At 4 million devices a quarter, Nokia will move 16 million Lumia’s in a year. Take another 4 or 6 million Fires sold in the next year, and in the coming four quarters, the two companies could move over 20 million Bing-enabled mobile gadgets, without breaking a sweat.

Ballmer, go: “One year from now, between Windows Phone 8, Windows tablets and Windows PCs, we should see close to 400 million new devices running those operating systems.”

Discounting for future Windows Phone handset sales (of which the Lumia 820 and 920 will be component), let’s say 350 million Windows 8 devices sold. That’s assuming 50 million Windows Phone 8 device sales in the next year, a massive overcompensation. I’m being generous to make my point.

In Windows 8, since its RTM version, is a Bing application in the Metro interface. You can’t boot to desktop in Windows 8, but have to hit that Metro Start Screen instead. Thus, 350 million Windows 8 devices will be out, pushing a nicely put together Bing application.

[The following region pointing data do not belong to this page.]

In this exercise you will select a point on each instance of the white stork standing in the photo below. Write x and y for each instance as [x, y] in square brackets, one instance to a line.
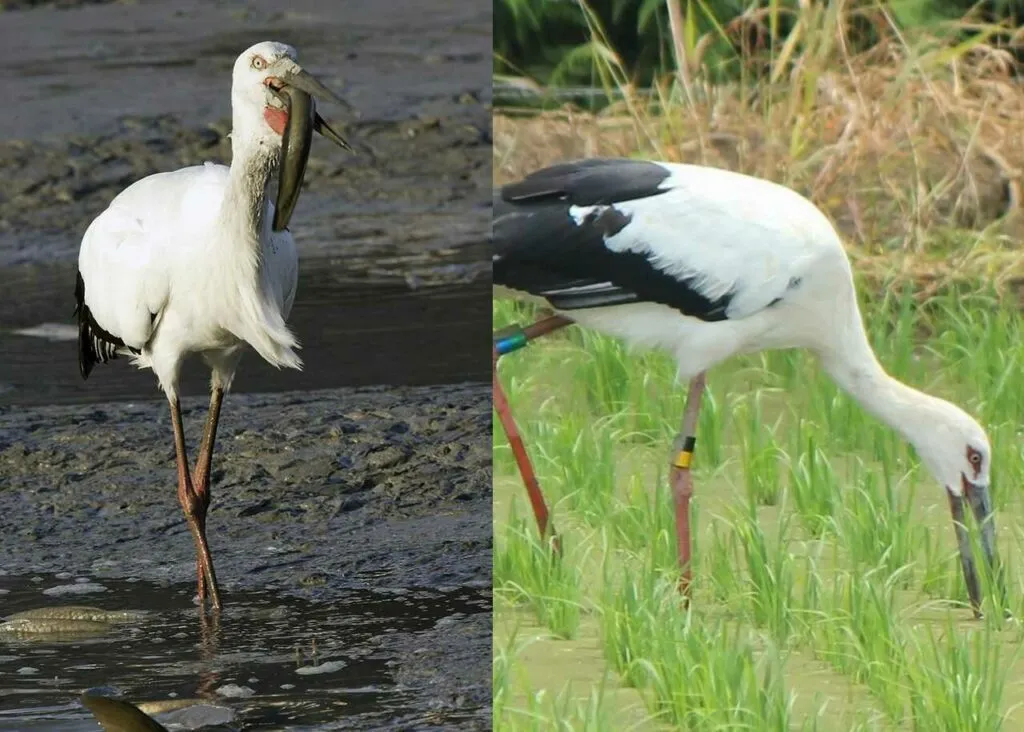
[707, 263]
[193, 262]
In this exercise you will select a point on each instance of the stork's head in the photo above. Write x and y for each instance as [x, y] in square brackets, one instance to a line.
[955, 449]
[273, 108]
[260, 75]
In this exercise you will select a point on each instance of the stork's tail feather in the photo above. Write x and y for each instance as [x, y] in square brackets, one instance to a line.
[94, 344]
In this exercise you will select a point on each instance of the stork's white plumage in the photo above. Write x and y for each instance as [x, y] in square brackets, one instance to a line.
[708, 263]
[187, 262]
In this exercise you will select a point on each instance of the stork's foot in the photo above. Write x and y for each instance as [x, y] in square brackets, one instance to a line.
[206, 576]
[195, 503]
[681, 480]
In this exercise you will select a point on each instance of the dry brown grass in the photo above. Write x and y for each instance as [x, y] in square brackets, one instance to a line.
[916, 157]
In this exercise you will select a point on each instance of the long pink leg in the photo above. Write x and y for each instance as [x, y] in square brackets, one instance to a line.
[201, 480]
[195, 504]
[682, 480]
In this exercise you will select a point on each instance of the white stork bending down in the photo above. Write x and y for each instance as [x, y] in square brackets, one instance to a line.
[709, 263]
[192, 262]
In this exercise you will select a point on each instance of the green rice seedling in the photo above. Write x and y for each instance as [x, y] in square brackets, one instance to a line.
[576, 464]
[876, 527]
[719, 568]
[699, 673]
[957, 680]
[644, 521]
[527, 572]
[555, 713]
[770, 572]
[813, 484]
[503, 660]
[760, 454]
[604, 371]
[859, 634]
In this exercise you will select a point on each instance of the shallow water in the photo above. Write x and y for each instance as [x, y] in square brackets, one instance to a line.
[261, 642]
[355, 330]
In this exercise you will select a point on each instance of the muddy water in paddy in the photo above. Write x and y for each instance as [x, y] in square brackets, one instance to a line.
[350, 501]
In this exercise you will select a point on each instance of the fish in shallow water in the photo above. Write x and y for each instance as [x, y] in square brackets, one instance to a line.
[120, 716]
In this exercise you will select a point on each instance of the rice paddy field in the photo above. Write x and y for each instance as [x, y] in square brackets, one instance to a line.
[827, 593]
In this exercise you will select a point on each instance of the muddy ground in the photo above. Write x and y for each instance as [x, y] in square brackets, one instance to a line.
[338, 485]
[315, 494]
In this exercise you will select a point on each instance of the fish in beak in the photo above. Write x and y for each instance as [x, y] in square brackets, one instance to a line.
[978, 498]
[297, 88]
[117, 716]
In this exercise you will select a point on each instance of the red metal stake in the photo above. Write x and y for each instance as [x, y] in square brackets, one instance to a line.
[506, 342]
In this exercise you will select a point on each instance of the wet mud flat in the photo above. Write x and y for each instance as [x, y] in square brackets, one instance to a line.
[109, 93]
[329, 492]
[272, 662]
[324, 498]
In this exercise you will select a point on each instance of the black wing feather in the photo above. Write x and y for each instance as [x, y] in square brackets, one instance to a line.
[541, 249]
[94, 344]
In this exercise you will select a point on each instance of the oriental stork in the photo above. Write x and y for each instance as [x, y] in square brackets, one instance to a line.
[199, 261]
[708, 263]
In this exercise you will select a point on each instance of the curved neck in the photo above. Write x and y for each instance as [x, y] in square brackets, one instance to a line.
[851, 362]
[253, 163]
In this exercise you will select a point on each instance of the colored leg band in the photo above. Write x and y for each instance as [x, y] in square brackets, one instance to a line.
[685, 456]
[511, 342]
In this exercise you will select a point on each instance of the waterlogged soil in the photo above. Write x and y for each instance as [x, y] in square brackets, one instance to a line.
[272, 661]
[317, 498]
[351, 501]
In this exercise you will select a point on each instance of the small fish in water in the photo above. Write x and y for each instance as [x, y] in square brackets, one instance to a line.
[30, 629]
[119, 716]
[78, 612]
[65, 622]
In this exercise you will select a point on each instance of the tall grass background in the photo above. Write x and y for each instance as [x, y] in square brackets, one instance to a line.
[827, 593]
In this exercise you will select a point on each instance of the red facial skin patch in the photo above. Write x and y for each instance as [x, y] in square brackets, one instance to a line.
[278, 119]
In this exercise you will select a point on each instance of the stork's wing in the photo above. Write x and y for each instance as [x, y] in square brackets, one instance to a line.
[709, 243]
[130, 253]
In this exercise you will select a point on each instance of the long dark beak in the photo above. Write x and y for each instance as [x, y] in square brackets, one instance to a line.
[980, 501]
[117, 716]
[297, 89]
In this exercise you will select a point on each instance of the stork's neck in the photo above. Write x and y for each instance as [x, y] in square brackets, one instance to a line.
[852, 363]
[245, 202]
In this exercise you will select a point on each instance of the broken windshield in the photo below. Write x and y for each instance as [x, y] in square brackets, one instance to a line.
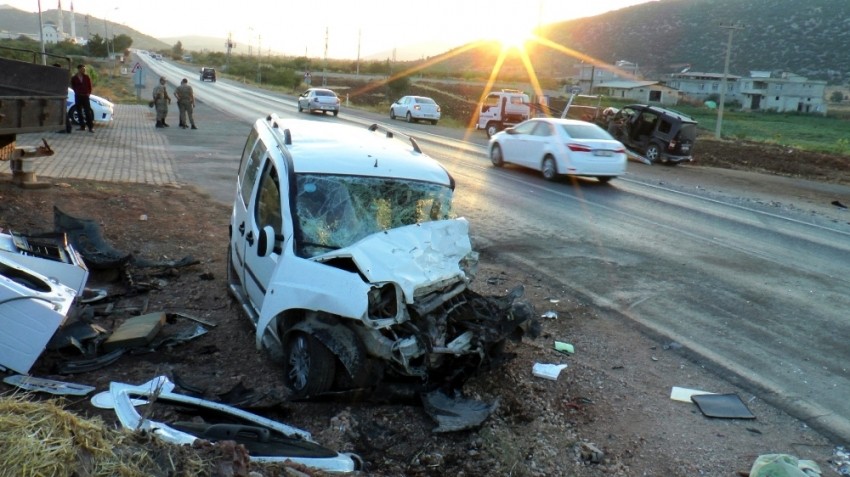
[336, 211]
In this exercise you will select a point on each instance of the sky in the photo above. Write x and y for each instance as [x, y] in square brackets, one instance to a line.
[352, 28]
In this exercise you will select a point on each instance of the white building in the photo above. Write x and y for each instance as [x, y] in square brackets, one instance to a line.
[782, 92]
[697, 86]
[644, 92]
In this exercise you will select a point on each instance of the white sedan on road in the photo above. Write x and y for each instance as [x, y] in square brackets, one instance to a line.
[415, 108]
[560, 147]
[103, 108]
[318, 99]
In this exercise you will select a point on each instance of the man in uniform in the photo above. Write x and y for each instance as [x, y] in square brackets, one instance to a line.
[185, 103]
[161, 101]
[81, 84]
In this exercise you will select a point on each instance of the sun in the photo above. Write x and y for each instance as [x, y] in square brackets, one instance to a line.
[514, 39]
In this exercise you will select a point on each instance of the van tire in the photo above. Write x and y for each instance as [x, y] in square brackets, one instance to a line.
[308, 366]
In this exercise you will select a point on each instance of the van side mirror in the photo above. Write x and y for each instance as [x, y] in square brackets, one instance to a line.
[265, 242]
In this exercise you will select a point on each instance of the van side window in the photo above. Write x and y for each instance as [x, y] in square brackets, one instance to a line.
[267, 209]
[252, 166]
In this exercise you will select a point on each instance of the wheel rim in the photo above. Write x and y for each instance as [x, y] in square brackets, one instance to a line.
[652, 153]
[549, 169]
[299, 363]
[496, 155]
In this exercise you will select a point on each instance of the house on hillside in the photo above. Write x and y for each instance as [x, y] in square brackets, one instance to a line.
[782, 92]
[645, 92]
[590, 76]
[699, 87]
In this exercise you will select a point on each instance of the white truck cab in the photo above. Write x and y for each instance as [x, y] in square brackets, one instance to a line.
[502, 109]
[345, 255]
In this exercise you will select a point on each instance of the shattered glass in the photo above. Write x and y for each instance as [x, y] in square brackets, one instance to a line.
[335, 211]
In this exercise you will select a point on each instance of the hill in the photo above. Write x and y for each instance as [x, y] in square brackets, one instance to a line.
[809, 38]
[14, 22]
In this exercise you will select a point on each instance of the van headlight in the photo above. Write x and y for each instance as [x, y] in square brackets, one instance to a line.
[383, 302]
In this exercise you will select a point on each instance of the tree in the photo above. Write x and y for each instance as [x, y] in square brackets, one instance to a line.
[97, 46]
[121, 42]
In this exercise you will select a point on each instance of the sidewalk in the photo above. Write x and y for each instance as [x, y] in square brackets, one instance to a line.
[129, 149]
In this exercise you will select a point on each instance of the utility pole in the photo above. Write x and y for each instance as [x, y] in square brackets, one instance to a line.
[325, 67]
[731, 29]
[359, 38]
[229, 45]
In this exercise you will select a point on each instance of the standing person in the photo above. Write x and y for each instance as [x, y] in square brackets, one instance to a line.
[161, 101]
[185, 103]
[81, 84]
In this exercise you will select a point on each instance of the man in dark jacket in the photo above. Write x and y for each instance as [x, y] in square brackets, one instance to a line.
[81, 84]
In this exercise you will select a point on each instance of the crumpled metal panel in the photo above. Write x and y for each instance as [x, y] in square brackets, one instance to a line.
[413, 256]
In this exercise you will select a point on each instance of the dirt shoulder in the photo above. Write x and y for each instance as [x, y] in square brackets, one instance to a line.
[614, 394]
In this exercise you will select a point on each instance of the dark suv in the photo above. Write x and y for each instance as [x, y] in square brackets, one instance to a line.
[661, 135]
[208, 74]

Sure, some of those unit sold will be desktops. But laptops outsell desktops, and Microsoft thinks that tablets will outsell desktops next year. By that logic, there will be hundreds of millions of Windows 8 tablets sold in the coming year.

Now that, that is a boost for Bing. That potential install base womps what the Amazon deal offers, unless, just maybe, the Kindle line sees an explosion in popularity. But even then, it’s damn hard to fight against the scale of Windows.